9 Au vu de ce qui précède, il y a lieu de retenir la BANQUE BQUE.1.) s.c. dans les liens des préventions suivantes :

« comme auteur ayant commis elle-même l’infraction,

depuis un temps non prescrit, dans l’arrondissement judiciaire de Luxembourg,

en tant qu’établissement de crédit et de professionnel du secteur financier (PSF) agréé à exercer son activité au Luxembourg en vertu de la loi modifiée du 5 avril 1993 relative au secteur financier, catégorie visée par l’article 2 (I) 1) de la loi (modifiée) du 12 novembre 2004 relative à la lutte contre le blanchiment et contre le financement du terrorisme, par renvoi à la loi (modifiée) du 5 avril 1993 relative au secteur financier, et partant soumis aux obligations professionnelles en la matière prévues par la loi précitée de 2004,

en infraction aux articles 4 et 9 de la loi (modifiée) du 12 novembre 2004 relative à la lutte contre le blanchiment et contre le financement du terrorisme,

de sciemment ne pas avoir disposé d’une organisation interne adéquate, en ne mettant pas en place des mesures et des procédures adéquates et appropriées en matière de vigilance à l'égard du client, de déclaration, de conservation des documents et pièces, de contrôle interne, d'évaluation et de gestion des risques, de gestion du respect des obligations et de communication, afin de prévenir et d'empêcher les opérations de blanchiment ou de financement du terrorisme et de ne pas avoir pris les mesures adéquates et appropriées pour sensibiliser et former leurs employés concernés aux dispositions contenues dans la loi modifiée du 12 novembre 2004 relative à la lutte contre le blanchiment et contre le financement du terrorisme, afin de les aider à reconnaître les opérations qui peuvent être liées au blanchiment ou au financement du terrorisme et de les instruire sur la manière de procéder en pareil cas, ces mesures devant comprendre la participation des employés concernés à des programmes spéciaux de formation continue.

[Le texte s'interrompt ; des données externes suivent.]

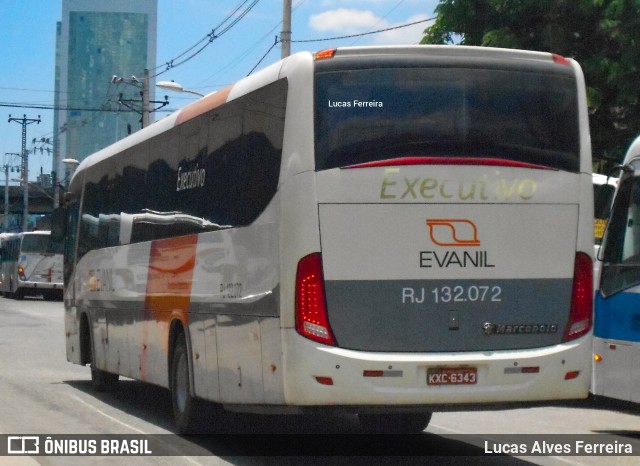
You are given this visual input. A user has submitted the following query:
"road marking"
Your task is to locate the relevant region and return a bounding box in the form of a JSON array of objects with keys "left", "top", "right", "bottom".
[{"left": 71, "top": 395, "right": 210, "bottom": 466}]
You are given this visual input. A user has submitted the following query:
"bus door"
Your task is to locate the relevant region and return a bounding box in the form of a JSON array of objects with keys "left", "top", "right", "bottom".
[{"left": 593, "top": 166, "right": 640, "bottom": 402}]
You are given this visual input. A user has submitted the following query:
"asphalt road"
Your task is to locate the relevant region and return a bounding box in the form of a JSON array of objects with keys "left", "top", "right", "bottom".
[{"left": 0, "top": 298, "right": 640, "bottom": 465}]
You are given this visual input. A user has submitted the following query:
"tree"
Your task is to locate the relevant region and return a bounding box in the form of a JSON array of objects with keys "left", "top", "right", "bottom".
[{"left": 422, "top": 0, "right": 640, "bottom": 170}]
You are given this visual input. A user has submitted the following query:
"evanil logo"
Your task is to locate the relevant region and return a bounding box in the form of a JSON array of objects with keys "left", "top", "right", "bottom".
[{"left": 420, "top": 219, "right": 495, "bottom": 268}]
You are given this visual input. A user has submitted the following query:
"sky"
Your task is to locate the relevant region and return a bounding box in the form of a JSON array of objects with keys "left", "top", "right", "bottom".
[{"left": 0, "top": 0, "right": 438, "bottom": 184}]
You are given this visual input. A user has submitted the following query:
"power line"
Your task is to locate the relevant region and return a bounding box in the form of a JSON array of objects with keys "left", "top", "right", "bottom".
[
  {"left": 0, "top": 102, "right": 154, "bottom": 113},
  {"left": 247, "top": 15, "right": 436, "bottom": 76},
  {"left": 291, "top": 16, "right": 436, "bottom": 43},
  {"left": 151, "top": 0, "right": 260, "bottom": 78},
  {"left": 247, "top": 36, "right": 280, "bottom": 76}
]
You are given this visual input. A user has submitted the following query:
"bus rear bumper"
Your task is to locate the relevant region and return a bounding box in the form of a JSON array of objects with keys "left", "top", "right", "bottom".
[{"left": 283, "top": 330, "right": 591, "bottom": 411}]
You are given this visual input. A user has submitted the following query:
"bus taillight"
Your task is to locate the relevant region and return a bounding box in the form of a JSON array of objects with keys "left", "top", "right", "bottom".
[
  {"left": 296, "top": 253, "right": 336, "bottom": 345},
  {"left": 563, "top": 252, "right": 593, "bottom": 341}
]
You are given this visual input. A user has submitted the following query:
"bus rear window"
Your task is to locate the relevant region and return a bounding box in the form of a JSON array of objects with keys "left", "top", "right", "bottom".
[
  {"left": 22, "top": 235, "right": 49, "bottom": 254},
  {"left": 315, "top": 67, "right": 580, "bottom": 172}
]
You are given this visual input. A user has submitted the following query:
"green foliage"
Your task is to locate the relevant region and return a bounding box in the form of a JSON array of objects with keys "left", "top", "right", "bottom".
[{"left": 422, "top": 0, "right": 640, "bottom": 165}]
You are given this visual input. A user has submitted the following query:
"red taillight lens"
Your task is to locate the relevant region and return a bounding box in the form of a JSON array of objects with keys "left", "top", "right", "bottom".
[
  {"left": 564, "top": 252, "right": 593, "bottom": 341},
  {"left": 296, "top": 253, "right": 336, "bottom": 346}
]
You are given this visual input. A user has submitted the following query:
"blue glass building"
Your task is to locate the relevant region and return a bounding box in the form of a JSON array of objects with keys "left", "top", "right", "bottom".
[{"left": 54, "top": 0, "right": 157, "bottom": 173}]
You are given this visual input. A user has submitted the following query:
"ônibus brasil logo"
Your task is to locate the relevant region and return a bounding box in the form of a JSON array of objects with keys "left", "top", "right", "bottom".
[{"left": 420, "top": 218, "right": 495, "bottom": 269}]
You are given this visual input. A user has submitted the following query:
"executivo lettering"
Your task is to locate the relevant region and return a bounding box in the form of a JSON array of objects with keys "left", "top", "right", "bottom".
[
  {"left": 176, "top": 165, "right": 207, "bottom": 191},
  {"left": 380, "top": 168, "right": 538, "bottom": 202}
]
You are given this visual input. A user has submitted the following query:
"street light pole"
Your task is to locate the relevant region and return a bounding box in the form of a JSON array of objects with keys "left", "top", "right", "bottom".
[
  {"left": 9, "top": 115, "right": 40, "bottom": 231},
  {"left": 280, "top": 0, "right": 291, "bottom": 58},
  {"left": 4, "top": 152, "right": 20, "bottom": 233}
]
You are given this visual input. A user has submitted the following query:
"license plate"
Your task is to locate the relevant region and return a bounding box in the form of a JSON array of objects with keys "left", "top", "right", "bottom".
[{"left": 427, "top": 367, "right": 478, "bottom": 385}]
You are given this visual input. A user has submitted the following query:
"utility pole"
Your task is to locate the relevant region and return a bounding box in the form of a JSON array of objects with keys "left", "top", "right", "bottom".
[
  {"left": 3, "top": 152, "right": 20, "bottom": 233},
  {"left": 111, "top": 69, "right": 169, "bottom": 128},
  {"left": 280, "top": 0, "right": 291, "bottom": 58},
  {"left": 9, "top": 115, "right": 40, "bottom": 231}
]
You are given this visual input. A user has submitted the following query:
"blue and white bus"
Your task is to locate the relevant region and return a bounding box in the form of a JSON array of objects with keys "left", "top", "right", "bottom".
[{"left": 592, "top": 138, "right": 640, "bottom": 403}]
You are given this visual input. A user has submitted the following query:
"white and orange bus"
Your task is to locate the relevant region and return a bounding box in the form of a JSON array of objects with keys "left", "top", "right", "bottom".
[
  {"left": 55, "top": 46, "right": 593, "bottom": 432},
  {"left": 0, "top": 230, "right": 63, "bottom": 299}
]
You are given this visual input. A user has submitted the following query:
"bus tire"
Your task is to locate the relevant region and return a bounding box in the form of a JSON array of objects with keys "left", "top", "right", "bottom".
[
  {"left": 89, "top": 326, "right": 120, "bottom": 392},
  {"left": 358, "top": 413, "right": 431, "bottom": 434},
  {"left": 171, "top": 333, "right": 199, "bottom": 434}
]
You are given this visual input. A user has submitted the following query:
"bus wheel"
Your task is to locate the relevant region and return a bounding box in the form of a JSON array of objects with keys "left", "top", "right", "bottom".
[
  {"left": 171, "top": 333, "right": 198, "bottom": 434},
  {"left": 89, "top": 335, "right": 119, "bottom": 392},
  {"left": 358, "top": 413, "right": 431, "bottom": 434}
]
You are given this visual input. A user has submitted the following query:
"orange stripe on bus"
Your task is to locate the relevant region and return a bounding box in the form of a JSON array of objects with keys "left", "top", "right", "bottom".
[{"left": 140, "top": 235, "right": 198, "bottom": 380}]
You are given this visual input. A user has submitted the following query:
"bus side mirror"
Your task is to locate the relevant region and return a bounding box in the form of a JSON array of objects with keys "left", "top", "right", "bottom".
[{"left": 51, "top": 207, "right": 67, "bottom": 243}]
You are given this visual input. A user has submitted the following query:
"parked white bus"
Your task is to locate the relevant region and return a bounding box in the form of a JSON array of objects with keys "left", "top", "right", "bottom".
[
  {"left": 0, "top": 231, "right": 62, "bottom": 299},
  {"left": 592, "top": 138, "right": 640, "bottom": 403},
  {"left": 56, "top": 46, "right": 593, "bottom": 432}
]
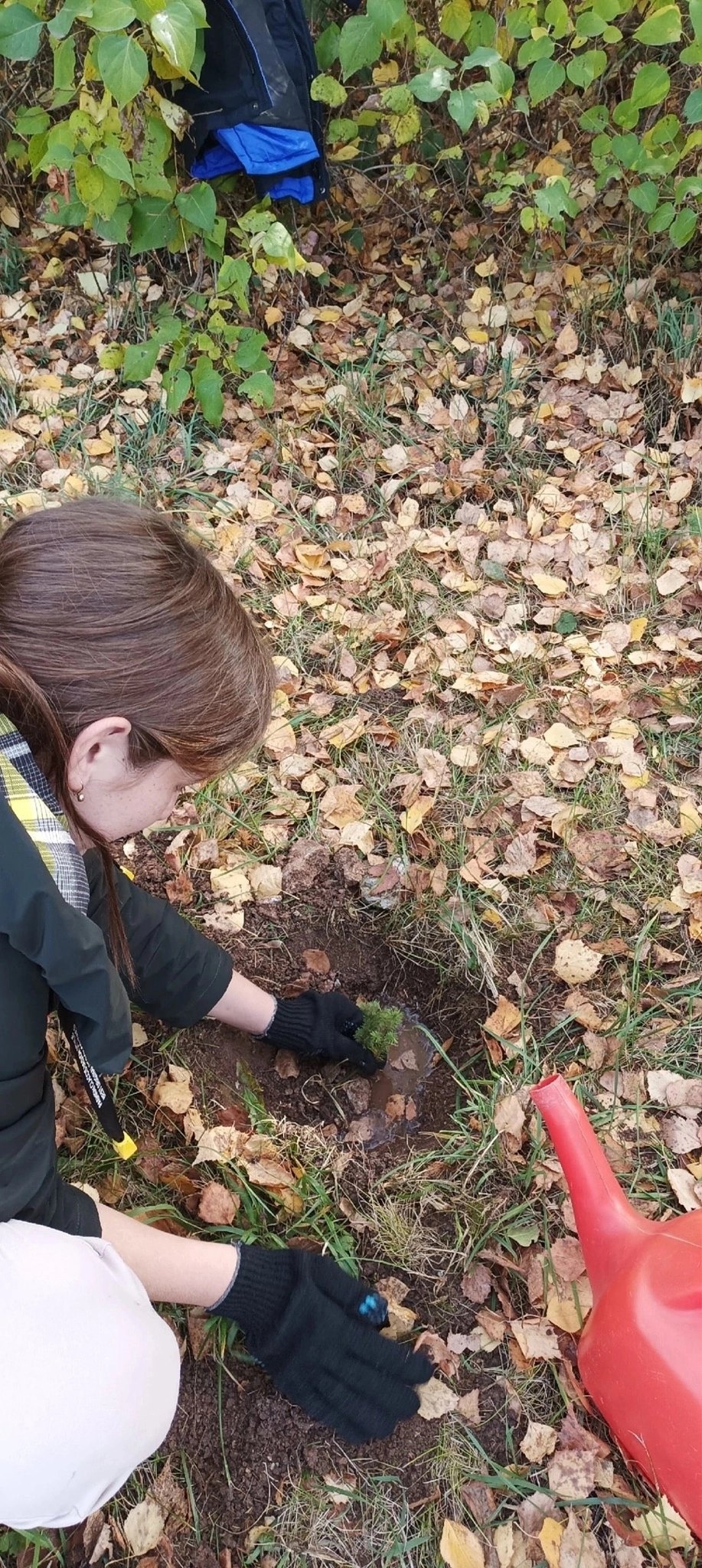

en l’espèce, de sciemment ne pas avoir disposé d’une organisation interne adéquate en ne prohibant qu’en mars 2014 la pratique des retraits- versements et des versements- retraits, en permettant que des opérations de virement soient comptabilisées en tant que retraits- versements respectivement versements- retraits, et de ne pas avoir pris les mesures adéquates et appropriées pour sensibiliser et former leurs employés concernés aux dispositions contenues dans la loi modifiée du 12 novembre 2004 relative à la lutte contre le blanchiment et contre le financement du terrorisme, afin de les aider à reconnaître les opérations qui peuvent être liées au blanchiment ou au financement du terrorisme et de les instruire sur la manière de procéder en pareil cas, ces mesures devant comprendre la participation des employés concernés à des programmes spéciaux de formation continue. »

La peine retenue dans l’accord e st légale et adéquate, il y a dès lors lieu de condamner la BANQUE BQUE.1.) s.c. conformément à l’accord.

PAR CES MOTIFS

le tribunal d’arrondissement de et à Luxembourg, dix -huitième chambre, siégeant en matière correctionnelle, statuant contradictoirement , le mandataire de la BANQUE BQUE.1.) s.c. et le représentant du Ministère Public entendus en leurs conclusions,

c o n d a m n e la BANQUE BQUE.1.) du chef de l’infraction retenue à sa charge à une amende de cent mille (100.000) euros, ainsi qu'aux frais de sa mise en jugement, ces frais liquidés à 9,22 euros.

Par application des articles 34, 35, 36 et 66 du Code pénal ; articles 4 et 9 de la loi (modifiée) du 12 novembre 2004 relative à la lutte contre le blanchiment et contre le financement du terrorisme et des articles 179, 184, 185, 189, 190, 194, 195, 196, 571, 572, 573 et 575 du Code de procédure pénale qui furent désignés à l'audience par le vice- président.

Ainsi fait et jugé par Henri BECKER, vice- président, Christian SCHEER, premier juge et Jean- Luc PUTZ, premier juge, et prononcé en audience publique au Tribunal d’arrondissement de et à Luxembourg par Henri BECKER, vice -président, assisté de Laetitia SANTOS, greffier assumé, en présence de Gabriel SEIXAS, premier substitut du Procureur d’Etat, qui, à l’exception du représentant du Ministère Public, ont signé le présent jugement.